Usher syndrome is complicated. No one knows everything there is to know about it yet. Most of the people whose lives are affected by it don’t understand the biology and chemistry required to comprehend what is know about it, at a genetic, cellular, or molecular level. But I’d wager that very few of the people who fit into this category would tell those of us who are actively engaged in studying these very subjects that our efforts were rather meaningless; that we couldn’t really come to ‘know’ anything useful from our studies. As our discoveries about Usher syndrome lead to better diagnostics, and, eventually, to treatments, it will certainly not be required that every patient receiving these advanced standards of care have a Ph.D. level understanding of how they work. But I doubt very many of you would want to pursue such a treatment without some assurances that someone had done the work necessary to understand it. I think most of us realize that although there will always be some uncertainty in life, there is value in trying to increase the number of facts we can be reasonably sure of.
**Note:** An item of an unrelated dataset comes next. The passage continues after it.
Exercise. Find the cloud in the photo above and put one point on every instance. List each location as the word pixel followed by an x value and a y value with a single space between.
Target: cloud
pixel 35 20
So, scientific outreach proclivities aside, I haven’t mustered a reply to that last, facepalm-worthy message. I honestly can’t think of an appropriate response. Should I re-re-re-reiterate my invitation and assure him that there is no philosophical prerequisite for touring the facility? Should I try to convince him that, although I can’t absolutely prove that the universe isn’t a computer simulation, I still think dedicating my life to understanding a little more about the mysteries of Usher syndrome is one of the best choices I could ever have made? Should I just let him off the hook from taking a tour he’s clearly ambivalent about? Should this particular acquaintance be forgot, and never brought to mind?

I haven’t decided what to do yet, but in the meantime I have poured every ounce of effort and clarity of thought into a soon-to-be-submitted manuscript that represents the scientific output of myself and others trying to shed a little more light on Usher syndrome. That means something to me. It is the farthest thing in the world from ‘tinny’.

A New Year is upon us. May it be filled with memorable, meaningful times, great discoveries, greater understanding, and, above all, hope.